This last Thursday I had my second evening shift from 8-11pm in preparation for my first overnight shift. (I think my first overnight shift will be on Thursday November 3, so stay tuned for my blog afterwards.) In case I forgot to mention last time, the ROOTS shelter is located about halfway down the alley between the post office and the University Temple United Methodist Church on 43rd St. It is run out of the basement of the church.
Every Monday and Thursday, the shelter gets the laundry delivered, which consists of clean sheets, pillow cases, and blankets. It is our job to put together bedding kits that contain a fitted sheet to go over the mat, a pillow case, and a blanket. We make bedding kits until we run out of pillow cases, since we run out of those first, and then we put the rest of the sheets and blankets into separate bins. These bins are stored on the stage at the front of the room by the door to the shelter that goes out to the alley.
During my second evening shift I got partnered to actively shadow another volunteer who has been there since the summer. We worked two different shifts that night. The first shift was called “stage,” where we passed out the pre-made bedding kits to each young adult guest that entered the shelter. If they asked for an extra blanket, which most of them did because of the colder weather, we also handed them an extra one from our overflow buckets. Besides the bedding kits and extra blankets, we also put out bins of socks, pants, shorts, underwear, scarves, hats, and shirts for the guests to take if they needed them.
The second shift I worked that night was called “in-take,” which is when you sit down with any new guests and fill out an information packet with them and go over the rules and expectations and their rights. The person is allowed to not provide any information they are not comfortable giving. Since there were no new guests that night, my volunteer partner and I just went through the packet together to make sure we understood what it said and what needed to be filled out for if we ever need to fill one out with a new guest.
I was a little disappointed with these two shifts, since I did not get to interact with the guests as much as I did last week working the mat map and smoke breaks. As I stood by the stage watching the shelter come to life that night, I realized that it had the feeling of a giant dorm room/building. And why wouldn’t it? These guests should be either in college or just graduated from college. They are the same age as many of the volunteers who are students.

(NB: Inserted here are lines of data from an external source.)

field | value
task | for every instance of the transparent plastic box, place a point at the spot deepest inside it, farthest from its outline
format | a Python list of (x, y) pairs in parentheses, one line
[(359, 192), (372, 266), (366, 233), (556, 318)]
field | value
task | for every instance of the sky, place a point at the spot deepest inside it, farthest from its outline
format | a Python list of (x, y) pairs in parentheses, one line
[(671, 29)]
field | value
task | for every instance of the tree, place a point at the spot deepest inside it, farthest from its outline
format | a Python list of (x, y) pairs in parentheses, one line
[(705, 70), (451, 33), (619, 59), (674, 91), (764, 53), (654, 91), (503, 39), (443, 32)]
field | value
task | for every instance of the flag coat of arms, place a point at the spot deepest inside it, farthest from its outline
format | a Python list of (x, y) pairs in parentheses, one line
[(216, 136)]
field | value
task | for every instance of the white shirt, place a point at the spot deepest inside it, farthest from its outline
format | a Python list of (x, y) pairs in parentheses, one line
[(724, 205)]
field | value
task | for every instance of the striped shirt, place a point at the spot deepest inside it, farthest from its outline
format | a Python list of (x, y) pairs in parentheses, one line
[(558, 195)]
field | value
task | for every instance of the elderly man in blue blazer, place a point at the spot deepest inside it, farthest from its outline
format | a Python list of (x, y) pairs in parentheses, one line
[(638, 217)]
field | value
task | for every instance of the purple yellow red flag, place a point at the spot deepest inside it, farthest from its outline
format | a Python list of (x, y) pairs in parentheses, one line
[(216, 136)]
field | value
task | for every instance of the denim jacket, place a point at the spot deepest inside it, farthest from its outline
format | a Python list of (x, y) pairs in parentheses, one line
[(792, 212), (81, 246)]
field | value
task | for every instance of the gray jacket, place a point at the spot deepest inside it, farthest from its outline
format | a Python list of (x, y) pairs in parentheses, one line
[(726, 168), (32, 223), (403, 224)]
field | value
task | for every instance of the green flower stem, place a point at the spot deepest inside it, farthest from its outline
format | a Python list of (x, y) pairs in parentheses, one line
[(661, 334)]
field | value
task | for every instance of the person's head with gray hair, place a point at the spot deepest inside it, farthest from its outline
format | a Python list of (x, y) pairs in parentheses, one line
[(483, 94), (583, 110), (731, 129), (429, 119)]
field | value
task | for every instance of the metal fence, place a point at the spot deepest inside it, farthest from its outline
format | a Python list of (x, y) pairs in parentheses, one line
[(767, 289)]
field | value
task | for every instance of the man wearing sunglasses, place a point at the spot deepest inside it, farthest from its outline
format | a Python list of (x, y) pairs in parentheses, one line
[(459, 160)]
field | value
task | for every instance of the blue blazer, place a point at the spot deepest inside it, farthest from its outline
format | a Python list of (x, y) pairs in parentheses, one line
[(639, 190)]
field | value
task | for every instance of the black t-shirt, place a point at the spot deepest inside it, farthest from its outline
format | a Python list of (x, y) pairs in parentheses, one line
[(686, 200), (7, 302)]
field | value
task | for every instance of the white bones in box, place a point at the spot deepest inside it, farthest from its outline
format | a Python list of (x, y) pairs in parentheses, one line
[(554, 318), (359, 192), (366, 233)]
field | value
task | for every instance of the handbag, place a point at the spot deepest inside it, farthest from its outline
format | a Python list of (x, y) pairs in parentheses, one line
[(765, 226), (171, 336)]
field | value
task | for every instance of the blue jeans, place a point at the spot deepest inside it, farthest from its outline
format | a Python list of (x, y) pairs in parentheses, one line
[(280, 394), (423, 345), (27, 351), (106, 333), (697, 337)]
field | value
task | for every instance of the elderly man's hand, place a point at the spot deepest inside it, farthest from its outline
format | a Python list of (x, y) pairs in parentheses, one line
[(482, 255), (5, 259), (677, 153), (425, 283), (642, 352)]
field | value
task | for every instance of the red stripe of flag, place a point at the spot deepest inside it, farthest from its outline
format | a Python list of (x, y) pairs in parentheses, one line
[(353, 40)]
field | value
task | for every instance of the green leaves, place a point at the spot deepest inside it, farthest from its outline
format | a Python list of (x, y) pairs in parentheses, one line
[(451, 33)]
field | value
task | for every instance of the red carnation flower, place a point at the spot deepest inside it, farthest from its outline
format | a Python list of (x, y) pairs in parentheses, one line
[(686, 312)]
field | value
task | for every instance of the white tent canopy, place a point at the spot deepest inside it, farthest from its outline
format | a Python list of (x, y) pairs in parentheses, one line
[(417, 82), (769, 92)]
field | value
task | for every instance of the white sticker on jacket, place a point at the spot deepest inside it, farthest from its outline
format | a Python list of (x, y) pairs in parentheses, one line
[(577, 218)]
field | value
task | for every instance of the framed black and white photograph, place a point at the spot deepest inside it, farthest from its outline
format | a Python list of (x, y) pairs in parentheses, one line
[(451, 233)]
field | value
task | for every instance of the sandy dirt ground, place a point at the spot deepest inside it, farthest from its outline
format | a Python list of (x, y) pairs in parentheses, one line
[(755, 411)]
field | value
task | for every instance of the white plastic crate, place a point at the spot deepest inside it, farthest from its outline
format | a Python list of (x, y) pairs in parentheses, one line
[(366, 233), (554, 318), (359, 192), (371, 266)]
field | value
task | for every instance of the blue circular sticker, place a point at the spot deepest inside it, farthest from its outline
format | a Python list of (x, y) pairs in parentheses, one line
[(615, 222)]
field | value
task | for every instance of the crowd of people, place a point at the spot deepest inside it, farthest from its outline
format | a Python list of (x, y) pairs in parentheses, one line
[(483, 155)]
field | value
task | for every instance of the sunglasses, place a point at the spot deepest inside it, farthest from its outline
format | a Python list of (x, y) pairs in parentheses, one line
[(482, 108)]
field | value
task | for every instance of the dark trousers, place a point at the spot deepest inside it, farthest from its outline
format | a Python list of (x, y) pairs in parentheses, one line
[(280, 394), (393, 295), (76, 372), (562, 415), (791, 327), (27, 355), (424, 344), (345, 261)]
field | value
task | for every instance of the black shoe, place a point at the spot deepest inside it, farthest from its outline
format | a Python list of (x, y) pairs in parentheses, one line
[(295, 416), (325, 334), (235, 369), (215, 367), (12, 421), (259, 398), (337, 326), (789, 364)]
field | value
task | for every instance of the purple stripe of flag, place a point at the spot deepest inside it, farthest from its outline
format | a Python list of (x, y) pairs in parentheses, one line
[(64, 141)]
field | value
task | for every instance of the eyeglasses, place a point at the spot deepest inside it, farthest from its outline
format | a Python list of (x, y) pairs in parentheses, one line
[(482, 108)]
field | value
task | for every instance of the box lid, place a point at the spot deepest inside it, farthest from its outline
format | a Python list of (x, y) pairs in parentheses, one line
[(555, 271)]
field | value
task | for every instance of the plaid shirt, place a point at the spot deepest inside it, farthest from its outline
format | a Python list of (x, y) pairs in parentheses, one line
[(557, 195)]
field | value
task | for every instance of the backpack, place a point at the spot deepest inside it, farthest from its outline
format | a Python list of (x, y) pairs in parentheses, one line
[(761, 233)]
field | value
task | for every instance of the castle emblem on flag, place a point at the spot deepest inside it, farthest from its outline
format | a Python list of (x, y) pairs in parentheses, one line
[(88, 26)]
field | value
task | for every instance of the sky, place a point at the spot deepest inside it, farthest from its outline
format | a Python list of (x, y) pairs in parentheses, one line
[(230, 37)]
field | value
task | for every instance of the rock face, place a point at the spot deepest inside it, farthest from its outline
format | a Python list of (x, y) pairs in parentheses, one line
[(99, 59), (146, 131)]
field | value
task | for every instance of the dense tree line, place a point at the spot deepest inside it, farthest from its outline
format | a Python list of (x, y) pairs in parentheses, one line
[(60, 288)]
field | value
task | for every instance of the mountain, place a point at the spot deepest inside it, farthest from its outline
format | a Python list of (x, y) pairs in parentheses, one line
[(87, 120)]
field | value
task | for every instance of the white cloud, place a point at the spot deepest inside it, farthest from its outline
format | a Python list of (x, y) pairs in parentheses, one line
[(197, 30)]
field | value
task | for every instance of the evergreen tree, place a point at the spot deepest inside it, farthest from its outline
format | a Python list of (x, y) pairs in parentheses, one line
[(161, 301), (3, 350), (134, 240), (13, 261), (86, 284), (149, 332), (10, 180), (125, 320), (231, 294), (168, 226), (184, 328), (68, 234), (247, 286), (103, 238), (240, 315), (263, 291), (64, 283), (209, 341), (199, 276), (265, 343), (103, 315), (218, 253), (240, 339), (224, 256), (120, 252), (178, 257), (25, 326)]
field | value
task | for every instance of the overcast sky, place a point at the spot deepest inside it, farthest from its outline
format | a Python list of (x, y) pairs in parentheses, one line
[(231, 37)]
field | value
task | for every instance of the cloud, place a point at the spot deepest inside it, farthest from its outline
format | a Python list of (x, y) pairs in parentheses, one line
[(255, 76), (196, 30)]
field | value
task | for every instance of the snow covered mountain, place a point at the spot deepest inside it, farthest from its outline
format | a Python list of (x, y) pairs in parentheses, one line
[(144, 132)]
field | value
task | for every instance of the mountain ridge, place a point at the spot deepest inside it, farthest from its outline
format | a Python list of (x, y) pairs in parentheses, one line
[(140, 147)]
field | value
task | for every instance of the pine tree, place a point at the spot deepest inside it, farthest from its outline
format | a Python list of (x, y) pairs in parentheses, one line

Many of the guests that night I did not recognize from the previous week during my first evening shift. It made me wonder where the young adults stay on the nights they are not sleeping in the shelter. When I asked a staff member why people come and go from the shelter, he said, “It’s just like us when we move places. Sometimes they’re sleeping on a friends couch, other times they’re just not in the U District for a while. Homeless people move around a lot just like us.” His answer caught me off guard because I realized I had assumed that homeless people were stuck in the same location forever, helpless to leave. It brought to my attention one of the stigmas I held against homeless people, mainly that they are different than me. In my head I had unconsciously categorized homeless people as “the others,” who live and act differently than I do. It really put it in perspective for me talking to me co-volunteer that night. Homeless people aren’t any different than me when it comes to hanging out with friends and visiting different places. They travel from place to place and spend the night with friends, just like we travel from place to place and hang out with our friends.
While I didn’t get to interact with a lot of the guests tonight, and the ones I did talk to were short conversations, I came to recognize that I had been thinking of the guests as outsiders. People who are very very different than me. But they’re not as different as I thought they were. The guests are young adults, similar in age to me. Some are at the same mental developmental stage as I am, looking for a way to connect with people and figure out who they are.
As a Public Health student, it was easy for me to think that I am open-minded to different populations. I think that I took pride in being a PH major and thought that I was able to view any PH problem without judgement. I was wrong. Despite all the PH, Global Health, Anthropology, Sociology, and Psychology classes I have taken, I still carry stereotypes and stigmas with me, many unconsciously. I don’t know if my stigmas towards homeless people will ever go away, but it is important for me and everyone to acknowledge these thoughts and try to minimize expressing them as much as possible.